Чернышев стал тут же, с необыкновенной живостью и азартом тянуть Николая Васильевича к какой-то знакомой Рихтерше, в заведение. Насилу отбился. Чернышев, выпросив в долг, под честное-благородное слово три рубля, убежал.

На другой день, второго апреля, в понедельник, Николай Васильевич едва встал, голова раскалывалась, был одиннадцатый час. На службу мог не идти, но еще страстной пятницей договорился с начальником, что придет, побросает бумажки: ведь дело поручено огромнейшее, изо всех алфавитов составить один общий за десять лет. А еще обычной переписки каждый день горы. Когда ж успеть? На самом-то деле манила замечательная праздничная пустота и тишь. Самое заветное переписать. Было что: в пятницу, поздним часом, доставлен список подозрительных, семьдесят шесть человек, который переписать тогда не случилось. И вот — спать бы, порошков бы каких-нибудь — а он тащился, ковылял, разбитый и жалкий, изумляясь: «Что ж это за люди такие, которые каждый день вино пьют? Каково здоровье надо иметь!»

Возле здания у Цепного моста творилось странное: подъезжали кареты, пролетки, оттуда выскакивали и бежали опрометью к подъезду люди. Николай Васильевич определил: агенты. Некоторых узнавал. Зачем-то вызывают? В вестибюле кучками теснились чиновники, разговаривали вполголоса, возбужденно, на лицах — общее, одно, то ли перепуг, то ли скорбная какая-то загадочность. Ага, вот и Вольф! Подбежал и, глаза тараща: «Покушение на государя… Слава богу, да, да — жив… жив… Схватили…» Произошло в десятом часу. Все сыскное отделение вызвано. Канцеляристы и переписчики, разумеется, не нужны.

— А вы — как же? Не знали?

— Я не знал! Я совершенно ничего не знал! — лепетал Николай Васильевич, потрясенный, прижимая обе руки к груди. — Я своим алфавитом занимаюсь… Боже мой, в светлый праздник! Злодейство!..

Шел по коридору, шатаясь, держась за стенку. И, правда, шатало: голова-то кружилась, во рту дрянь, Но в своей комнате, пустой, усидеть не мог. Рука дрожала, буквы не выводились. Вновь спустился на нижний этаж, там теснилось вое гуще, у многих похмельные дикие лица, кто-то разгонял.

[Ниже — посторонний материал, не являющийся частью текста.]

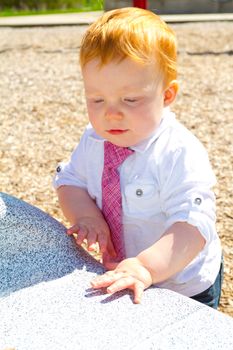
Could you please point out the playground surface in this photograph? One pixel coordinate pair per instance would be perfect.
(43, 112)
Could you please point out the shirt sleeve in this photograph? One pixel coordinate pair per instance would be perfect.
(186, 195)
(73, 173)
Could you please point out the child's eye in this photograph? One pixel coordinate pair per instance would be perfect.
(130, 100)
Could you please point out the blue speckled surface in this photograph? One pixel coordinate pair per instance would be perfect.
(46, 301)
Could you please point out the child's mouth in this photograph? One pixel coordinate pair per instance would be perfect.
(116, 131)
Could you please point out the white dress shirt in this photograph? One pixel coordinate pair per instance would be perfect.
(167, 179)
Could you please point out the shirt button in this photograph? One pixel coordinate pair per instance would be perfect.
(139, 192)
(197, 201)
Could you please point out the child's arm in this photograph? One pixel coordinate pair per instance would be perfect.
(179, 245)
(86, 218)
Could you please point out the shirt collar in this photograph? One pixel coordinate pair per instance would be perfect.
(167, 120)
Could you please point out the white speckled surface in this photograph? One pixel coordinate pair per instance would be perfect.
(46, 301)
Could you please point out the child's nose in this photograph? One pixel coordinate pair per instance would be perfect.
(113, 113)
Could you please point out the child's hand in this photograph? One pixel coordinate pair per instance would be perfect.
(129, 273)
(94, 230)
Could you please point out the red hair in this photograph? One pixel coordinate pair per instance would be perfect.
(133, 33)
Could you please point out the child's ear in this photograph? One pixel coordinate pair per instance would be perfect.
(170, 93)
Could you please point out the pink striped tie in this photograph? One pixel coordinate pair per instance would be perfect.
(114, 156)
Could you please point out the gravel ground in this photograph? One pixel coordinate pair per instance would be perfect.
(43, 114)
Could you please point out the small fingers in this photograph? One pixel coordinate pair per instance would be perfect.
(105, 280)
(121, 284)
(138, 292)
(82, 234)
(72, 229)
(91, 240)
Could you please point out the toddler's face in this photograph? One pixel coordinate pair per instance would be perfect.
(125, 100)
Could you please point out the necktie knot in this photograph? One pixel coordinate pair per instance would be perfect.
(114, 155)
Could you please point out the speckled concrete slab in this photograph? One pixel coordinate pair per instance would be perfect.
(46, 301)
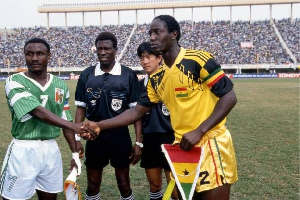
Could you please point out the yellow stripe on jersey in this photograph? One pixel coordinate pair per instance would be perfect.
(200, 57)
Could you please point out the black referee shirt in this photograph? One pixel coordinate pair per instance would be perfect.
(105, 95)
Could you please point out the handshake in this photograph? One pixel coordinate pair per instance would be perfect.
(87, 130)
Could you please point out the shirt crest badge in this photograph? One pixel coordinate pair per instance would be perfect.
(59, 95)
(164, 110)
(116, 104)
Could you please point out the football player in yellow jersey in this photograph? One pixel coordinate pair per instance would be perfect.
(199, 96)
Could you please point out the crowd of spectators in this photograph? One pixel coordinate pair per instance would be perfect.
(223, 40)
(74, 46)
(291, 35)
(70, 47)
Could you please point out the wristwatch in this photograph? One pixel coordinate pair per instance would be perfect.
(139, 144)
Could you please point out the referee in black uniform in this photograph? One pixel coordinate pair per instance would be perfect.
(104, 91)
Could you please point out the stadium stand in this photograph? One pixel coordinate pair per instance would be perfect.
(74, 46)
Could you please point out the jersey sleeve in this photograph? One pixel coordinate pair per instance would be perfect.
(20, 99)
(215, 78)
(80, 91)
(148, 97)
(66, 114)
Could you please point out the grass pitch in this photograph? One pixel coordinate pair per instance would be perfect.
(265, 130)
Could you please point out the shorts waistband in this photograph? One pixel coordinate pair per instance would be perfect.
(29, 143)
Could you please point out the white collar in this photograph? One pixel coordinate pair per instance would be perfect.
(116, 70)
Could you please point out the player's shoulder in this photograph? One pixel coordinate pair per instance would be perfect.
(198, 53)
(126, 69)
(18, 77)
(159, 72)
(88, 70)
(58, 81)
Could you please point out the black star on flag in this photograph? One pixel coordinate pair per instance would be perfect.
(185, 172)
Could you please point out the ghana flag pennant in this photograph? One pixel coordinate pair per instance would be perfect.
(185, 166)
(71, 189)
(214, 77)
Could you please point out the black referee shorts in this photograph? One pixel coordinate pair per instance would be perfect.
(113, 147)
(152, 156)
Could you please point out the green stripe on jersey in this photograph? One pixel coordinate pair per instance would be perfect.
(22, 100)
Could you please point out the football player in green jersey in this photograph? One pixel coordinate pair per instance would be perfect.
(38, 103)
(199, 96)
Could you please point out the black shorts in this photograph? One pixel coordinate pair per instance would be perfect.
(152, 156)
(113, 147)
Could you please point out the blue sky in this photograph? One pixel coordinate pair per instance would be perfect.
(22, 13)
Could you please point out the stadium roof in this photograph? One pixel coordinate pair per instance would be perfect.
(151, 4)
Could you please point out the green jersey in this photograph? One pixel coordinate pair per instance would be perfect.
(25, 94)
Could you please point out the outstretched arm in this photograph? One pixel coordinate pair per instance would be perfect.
(50, 118)
(221, 110)
(128, 117)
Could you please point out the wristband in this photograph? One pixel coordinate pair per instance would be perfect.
(75, 156)
(139, 144)
(77, 138)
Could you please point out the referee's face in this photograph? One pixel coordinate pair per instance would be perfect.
(160, 38)
(106, 53)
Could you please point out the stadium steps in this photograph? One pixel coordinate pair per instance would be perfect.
(127, 42)
(283, 43)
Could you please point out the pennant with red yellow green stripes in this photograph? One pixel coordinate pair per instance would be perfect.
(181, 92)
(185, 167)
(214, 77)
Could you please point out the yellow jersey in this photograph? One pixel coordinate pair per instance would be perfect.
(189, 89)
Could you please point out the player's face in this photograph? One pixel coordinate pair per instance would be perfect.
(160, 39)
(150, 62)
(37, 57)
(106, 52)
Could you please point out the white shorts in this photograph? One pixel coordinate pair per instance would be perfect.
(31, 165)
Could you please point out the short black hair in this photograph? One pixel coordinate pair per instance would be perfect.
(171, 23)
(38, 40)
(146, 47)
(107, 36)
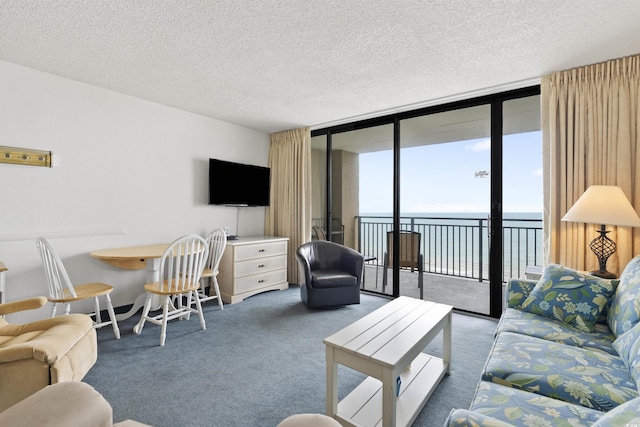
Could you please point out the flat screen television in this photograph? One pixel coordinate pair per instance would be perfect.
(238, 184)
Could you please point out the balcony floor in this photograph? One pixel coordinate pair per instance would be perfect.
(463, 294)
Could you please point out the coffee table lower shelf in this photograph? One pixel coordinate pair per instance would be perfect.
(363, 406)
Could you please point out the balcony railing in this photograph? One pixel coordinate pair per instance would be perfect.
(456, 246)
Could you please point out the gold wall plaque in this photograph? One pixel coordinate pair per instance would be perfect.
(25, 156)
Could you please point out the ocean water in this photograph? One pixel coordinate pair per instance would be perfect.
(458, 243)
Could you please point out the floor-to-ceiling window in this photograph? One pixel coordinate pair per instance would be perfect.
(420, 194)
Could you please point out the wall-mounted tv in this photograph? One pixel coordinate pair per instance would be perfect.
(238, 184)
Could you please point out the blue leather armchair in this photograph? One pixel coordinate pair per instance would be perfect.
(332, 274)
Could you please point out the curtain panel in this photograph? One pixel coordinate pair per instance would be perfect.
(590, 128)
(289, 213)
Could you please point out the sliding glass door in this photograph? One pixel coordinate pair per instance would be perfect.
(422, 194)
(445, 165)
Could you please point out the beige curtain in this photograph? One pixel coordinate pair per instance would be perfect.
(289, 214)
(590, 128)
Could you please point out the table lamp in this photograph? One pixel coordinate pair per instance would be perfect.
(604, 205)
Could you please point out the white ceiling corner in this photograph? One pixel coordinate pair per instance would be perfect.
(273, 65)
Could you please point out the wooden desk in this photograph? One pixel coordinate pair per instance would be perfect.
(134, 258)
(387, 345)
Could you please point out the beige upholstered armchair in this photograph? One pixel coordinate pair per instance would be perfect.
(36, 354)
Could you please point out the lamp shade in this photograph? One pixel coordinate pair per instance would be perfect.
(604, 205)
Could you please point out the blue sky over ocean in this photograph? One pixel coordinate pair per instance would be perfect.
(449, 178)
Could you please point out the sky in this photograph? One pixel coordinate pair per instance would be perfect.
(442, 178)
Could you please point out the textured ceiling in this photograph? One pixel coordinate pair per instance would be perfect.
(280, 64)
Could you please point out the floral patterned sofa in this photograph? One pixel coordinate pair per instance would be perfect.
(566, 353)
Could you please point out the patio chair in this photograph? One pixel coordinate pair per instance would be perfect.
(319, 233)
(409, 257)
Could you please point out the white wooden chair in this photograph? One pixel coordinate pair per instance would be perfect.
(62, 291)
(217, 241)
(181, 267)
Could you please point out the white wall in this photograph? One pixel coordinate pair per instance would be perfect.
(126, 172)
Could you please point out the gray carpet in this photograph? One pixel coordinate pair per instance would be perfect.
(258, 362)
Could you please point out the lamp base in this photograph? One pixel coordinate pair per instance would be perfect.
(604, 274)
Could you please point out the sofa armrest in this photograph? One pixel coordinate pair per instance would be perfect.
(467, 418)
(66, 404)
(518, 290)
(22, 305)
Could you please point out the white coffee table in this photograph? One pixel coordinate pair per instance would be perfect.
(387, 344)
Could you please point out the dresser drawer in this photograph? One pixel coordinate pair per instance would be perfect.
(260, 265)
(259, 250)
(258, 281)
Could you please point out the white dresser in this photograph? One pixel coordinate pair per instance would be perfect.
(251, 265)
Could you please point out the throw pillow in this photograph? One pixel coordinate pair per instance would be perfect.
(624, 312)
(628, 347)
(569, 296)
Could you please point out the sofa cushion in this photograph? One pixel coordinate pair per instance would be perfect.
(522, 408)
(332, 279)
(628, 347)
(569, 296)
(625, 305)
(586, 377)
(627, 415)
(526, 323)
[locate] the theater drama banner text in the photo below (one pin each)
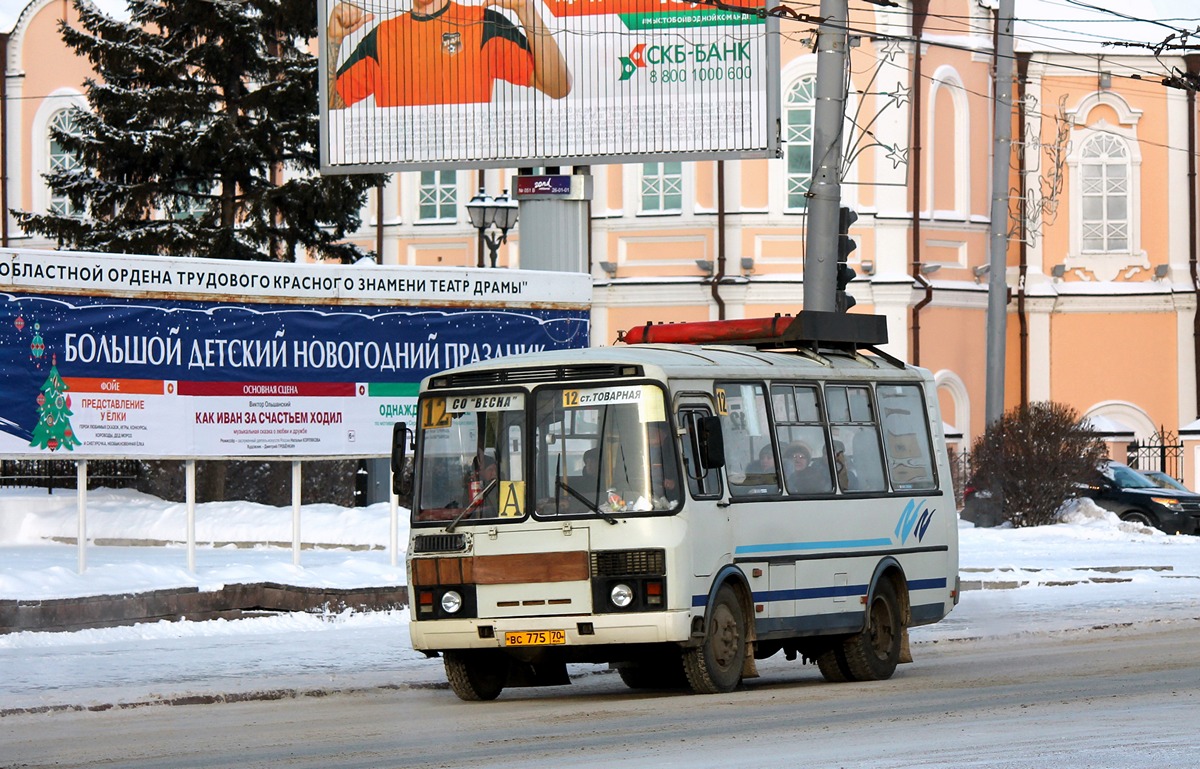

— Господа, вызванных прошу разойтись по комнатам!.. Всех прочих — по домам! Не мешать, господа, не мешать, не мешать.

Кто-то рыдающим голосом:

— В честь чудесного избавления… Ура-а!

Николай Васильевич кричал со всеми. Сердце колотилось. Возникла ужасная мысль: кто стрелявший? А вдруг? Прискакали из дома градоначальника, сообщили последнее: покушавшийся приведен в сознание, назвал себя Иваном Осиповым Соколовым. Ничего более не указал. Бил его шпагой и поймал офицер из охранной стражи Кох. Государь даже не ранен. Злодею лет на вид около тридцати, светлые усики, самообладание фантастическое. Когда пришел в себя, сразу попросил папироску.

Николай Васильевич слушал, все более утверждаясь в ужасном: Петр Иванович! Он решил вдруг бежать к дому градоначальника. Но тут же понял, что безумие, не пустят, невозможность. Мечась внизу, то сбегая по ступеням, то поднимаясь, не зная куда и зачем, вдруг увидел, как быстро, этаким клином спускаются парадной лестницей начальственные лица: в острие клипа помощник шефа, свитский генерал Черевин в полной форме, за ним господин Кириллов и адъютант Черевина жандармский капитан, позади еще двое в партикулярном платье. Николай Васильевич неожиданно рванулся к господину Кириллову (безумье, похмельный бред!) и пробормотал, прохрипел, а может быть даже крикнул:

— Позвольте, Григорий Григорьевич, содействовать! Ведь мог часом видеть и узнаю в лицо.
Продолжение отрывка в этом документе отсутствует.